C’est là que je me suis rendu compte que je n’avais plus de fierté : comment accepter de passer six mois dans un petit hôtel autrement ? Mais ils m’avaient convaincue avec leurs grandes idées. Depuis dix ans, je n’avais connu que des groupes aux territoires très délimités et eux déboulent avec leur désir de tout dynamiter, de tout torturer. Pourtant, j’avais des réticences, je savais comment fonctionnent les médias et je savais qu’il y avait des risques à rejoindre un groupe formé par trois producteurs approchant la quarantaine. Mais j’adorais traîner avec eux, j’étais accro à leur humour, à leur culture, à leur intelligence. Pour une fois, ce n’était pas « Branchons les grattes et jouons à donf », on pouvait parler cinéma, bouquins… Ils étaient très intimidants, formaient un bloc j’avais l’impression qu’ils se connaissaient depuis la naissance. Je n’arrive toujours pas à croire que j’ai eu le courage de m’accrocher, de rester avec eux. Mais je n’avais pas le choix, c’était ça ou rien. Alors j’ai pris ma valise et suis venue à Madison, dans le Wisconsin. Eux, le soir, ils rentraient chez leur copine et moi, je me retrouvais dans ma petite chambre d’hôtel, à pleurer. Il n’y avait personne pour me rassurer. Ma pire angoisse était de les décevoir, qu’ils aient vu en moi quelque chose qui, finalement, n’existait pas. J’avais l’impression d’être revenue à l’école, de redevenir ce paria… J’étais certaine qu’ils ne m’aimaient pas, qu’ils savaient qu’ils s’étaient trompés mais qu’ils n’osaient pas me renvoyer en Ecosse. Toujours cette vieille certitude que je ne peux que décevoir… Au bout de trois semaines, nous avons fait un break pour décider si ça allait marcher ou pas. Je suis rentrée en Ecosse malade, certaine que ça allait tourner court. Mais j’ai écouté les demos et finalement, j’ai entr’aperçu la lumière. Ça m’a donné confiance, je suis repartie pleine d’espoir, décidée à m’ouvrir un peu, à m’impliquer plus dans notre musique. Pour la première fois, je pouvais être fière de ma contribution. Je peux enfin me dire « Ça ne serait pas la même chose si je n’étais pas là. »

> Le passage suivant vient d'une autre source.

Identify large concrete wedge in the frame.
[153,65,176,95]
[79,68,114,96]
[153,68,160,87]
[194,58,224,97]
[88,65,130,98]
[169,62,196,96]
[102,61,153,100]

Depuis que tu as rejoint Garbage, il y a deux ans, tu as surtout vécu à l’hôtel : enregistrement, promotion, tournées à rallonges. Regrettes-tu la vie familiale ?
J’ai une maison en Ecosse, où je ne vais que rarement. Si c’était matériellement possible, je vivrais en France, que j’ai sillonnée régulièrement depuis que je suis gamine. J’adore le pays, la civilisation. C’est dans mon sang : les Ecossais ont toujours eu des liens privilégiés avec les Français, nous partageons quelques reines et quelques rois… Mes parents me manquent terriblement, je voudrais les emmener partout en tournée avec moi. Je déteste perdre tout ce temps que je pourrais passer avec eux, je sais que la mort nous séparera un jour, alors je voudrais profiter de cette magnifique relation qui nous unit.
De tels liens te donnent-ils envie d’avoir des enfants à ton tour ?
Je voudrais que mes enfants aient une enfance aussi riche et belle que la mienne, avec des parents épanouis et généreux. Mais un enfant deviendra forcément mon unique priorité et actuellement, je suis incapable financièrement, humainement de l’accepter. Car je commence à peine à faire la paix avec moi-même. L’âge m’a enfin apporté quelques satisfactions. Même si j’ai encore suffisamment de vieilles haines et frustrations en moi pour nourrir des centaines de disques, je peux enfin discuter avec des gens sans avoir envie de les tabasser. Je ne voudrais pas risquer de briser cet équilibre en acceptant un autre corps à l’intérieur du mien. Ça pourrait relancer la guerre.